A mon avis, un autre point très important regarde la prière en général. Nos séminaires se doivent d'être bien organisés pour la vie spirituelle. Cette vie "organisée" du séminaire comporte un danger. Quand nous nous retrouvons seuls, nous ne sommes plus toujours capables d'organiser notre vie spirituelle. Ce fait n'est pas nouveau, mais il faut toujours en tenir compte. Je crois que dans notre programme du grand séminaire, tout ne doit pas être prescrit, organisé. De temps à autre, il faut laisser aux étudiants la liberté d'organiser leur "journée spirituelle". Ainsi, non seulement ils apprendront à prier, mais découvriront le besoin et surtout la joie de la vie spirituelle. Cela porte le séminariste à être responsable. Cela est fondamental : par le fait même d'être responsable de sa prière, il apprend à assumer ses diverses responsabilités de futur missionnaire.

Le temps de la formation comprend des études théologiques. Au n° 31, au sujet des objectifs de la formation intellectuelle, la Ratio Formationis demande d'aider les étudiants "à acquérir la capacité de juger les valeurs et contre-valeurs du monde actuel, les causes de la pauvreté et les obstacles à l'évangélisation" (ib., 227).

Trop souvent les études de théologie sont regardées seulement comme une étape à franchir. Les jeunes veulent passer tout de suite à l'action. Cela a un côté très positif. Mais, les formateurs doivent essayer de faire constater aux jeunes que le monde d'aujourd'hui n'est pas simple, que d'ailleurs il ne l'a jamais été. Nos grands séminaristes doivent voir que pour agir, pour servir utilement le pauvre, il faut se préparer. Dans une de ses conférences, saint Vincent a souligné cette nécessité : "Il leur a fort recommandé de bien étudier ... afin de mieux servir Dieu, et le prochain plus utilement" (SV XII, 63:

Dodin, 478). Une chose doit être bien claire pour nos Etudiants : nous ne devons pas être de simples assistants sociaux, mais des missionnaires, car telle est notre vocation.

Je voudrais insister enfin sur une orientation de la formation qui intéresse la vie communautaire de toute la Congrégation. Notre erreur la plus fréquente est de considérer la Communauté comme étant à notre service, comme notre débitrice. J'ai constaté souvent cette attitude. Il va de soi que tout le processus de la formation doit viser à faire sentir, à faire constater que notre Communauté c'est vraiment notre famille et que nous y sommes dans "notre maison". S'il en est ainsi, c'est à moi d'être présent, pour cette famille. Cela n'est facile ni pour les séminaristes ni pour leurs formateurs.
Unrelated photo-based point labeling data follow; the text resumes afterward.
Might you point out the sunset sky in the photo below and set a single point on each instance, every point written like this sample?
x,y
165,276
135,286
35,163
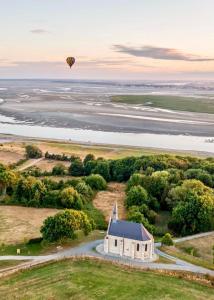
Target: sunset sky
x,y
121,39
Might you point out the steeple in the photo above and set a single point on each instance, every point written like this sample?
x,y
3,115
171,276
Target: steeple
x,y
115,213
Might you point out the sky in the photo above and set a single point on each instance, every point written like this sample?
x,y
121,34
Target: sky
x,y
110,39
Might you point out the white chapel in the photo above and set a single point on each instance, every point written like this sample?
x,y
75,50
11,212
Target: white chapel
x,y
128,239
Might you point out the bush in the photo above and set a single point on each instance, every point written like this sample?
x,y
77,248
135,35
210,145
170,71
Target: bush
x,y
96,182
33,151
138,217
89,157
84,190
70,198
35,241
167,240
64,224
76,168
137,195
59,169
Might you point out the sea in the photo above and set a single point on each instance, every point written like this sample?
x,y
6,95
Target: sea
x,y
96,92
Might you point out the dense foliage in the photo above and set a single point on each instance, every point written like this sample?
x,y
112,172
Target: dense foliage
x,y
64,225
33,151
181,185
167,240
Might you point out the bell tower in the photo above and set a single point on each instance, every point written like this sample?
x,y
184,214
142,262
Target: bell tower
x,y
114,216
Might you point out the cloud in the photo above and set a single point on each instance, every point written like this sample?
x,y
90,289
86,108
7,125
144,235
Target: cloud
x,y
160,53
39,31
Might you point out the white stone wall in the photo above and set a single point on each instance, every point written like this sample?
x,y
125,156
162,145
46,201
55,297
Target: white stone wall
x,y
128,247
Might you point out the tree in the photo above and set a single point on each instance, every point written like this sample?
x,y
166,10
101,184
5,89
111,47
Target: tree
x,y
59,169
201,175
76,168
96,182
64,225
102,168
167,240
136,216
135,179
70,198
84,190
158,185
89,157
195,211
33,151
7,178
137,195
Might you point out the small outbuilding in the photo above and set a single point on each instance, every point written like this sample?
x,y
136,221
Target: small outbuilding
x,y
128,239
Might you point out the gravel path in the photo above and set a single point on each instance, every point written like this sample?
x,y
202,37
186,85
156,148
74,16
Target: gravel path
x,y
29,163
87,250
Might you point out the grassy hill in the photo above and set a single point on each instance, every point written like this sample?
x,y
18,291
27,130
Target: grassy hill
x,y
200,105
98,280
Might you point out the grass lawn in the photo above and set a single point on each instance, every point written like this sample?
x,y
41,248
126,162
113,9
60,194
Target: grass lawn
x,y
201,105
44,248
198,251
161,222
98,280
10,263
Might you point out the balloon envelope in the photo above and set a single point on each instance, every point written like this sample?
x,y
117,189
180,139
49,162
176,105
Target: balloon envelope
x,y
70,61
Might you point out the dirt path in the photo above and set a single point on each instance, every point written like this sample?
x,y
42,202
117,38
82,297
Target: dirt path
x,y
105,200
29,163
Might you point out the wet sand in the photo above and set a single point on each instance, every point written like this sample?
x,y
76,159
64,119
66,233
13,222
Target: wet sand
x,y
96,113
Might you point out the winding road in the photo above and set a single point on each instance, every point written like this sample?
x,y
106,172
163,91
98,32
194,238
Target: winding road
x,y
87,250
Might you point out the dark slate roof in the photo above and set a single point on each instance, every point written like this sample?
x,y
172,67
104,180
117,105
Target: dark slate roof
x,y
129,230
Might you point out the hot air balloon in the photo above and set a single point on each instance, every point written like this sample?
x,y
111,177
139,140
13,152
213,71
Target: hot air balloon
x,y
70,61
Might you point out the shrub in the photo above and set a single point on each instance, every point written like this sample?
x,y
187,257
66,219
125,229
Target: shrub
x,y
84,190
96,182
76,168
59,169
70,198
167,240
89,157
33,151
137,195
64,224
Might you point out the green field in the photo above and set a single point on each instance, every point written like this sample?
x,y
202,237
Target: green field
x,y
98,280
201,105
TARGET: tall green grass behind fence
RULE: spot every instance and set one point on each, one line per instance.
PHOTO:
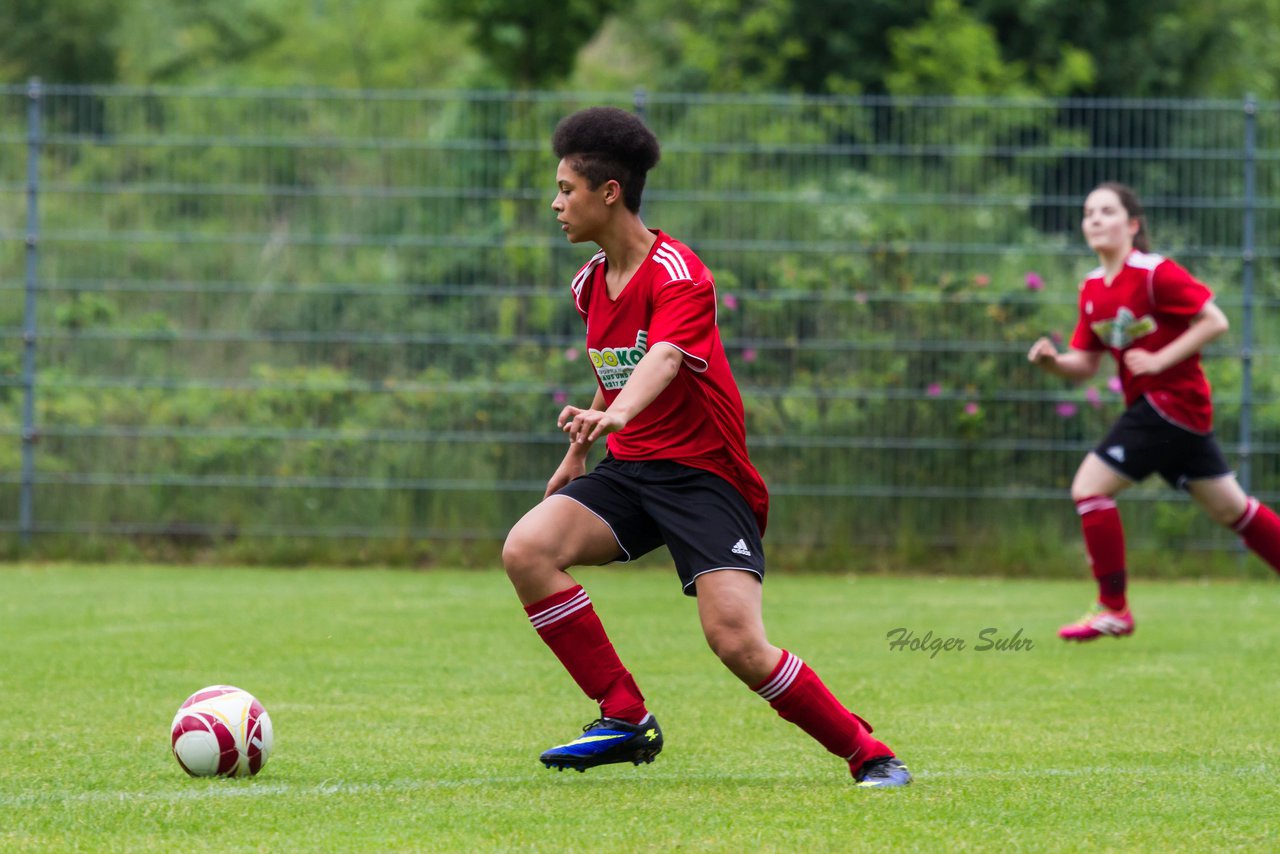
(334, 325)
Selon la Ratio Formationis, "la formation doit amener les Etudiants à ... s'intégrer dans une communauté fraternelle et missionnaire qui soit moyen de vivre selon l'Evangile et signe prophétique du Royaume de Dieu ... à contribuer activement à l'édification de la communauté" (ib. 231). Bref, la communauté sera ma communauté, ma maison, dans la mesure où, tout le premier, je me regarderai comme étant là pour elle. La famille peut nous servir de modèle : le père, la mère et l'enfant n'y sont pas seulement pour y dormir mais pour y vivre.

Voici seulement quelques-uns des aspects qui sont, à mon avis, très importants pour la formation dans nos grands séminaires. J'en ai perçu l'importance non seulement dans mon expérience de formateur, mais encore dans les conversations avec les missionnaires. Je pense que tout formateur en trouvera d'autres, vu que cela dépend beaucoup des lieux et des personnes. Il serait intéressant de confronter nos expériences au niveau interprovincial. Cela nous enrichirait et surtout serait une aide pour chacun.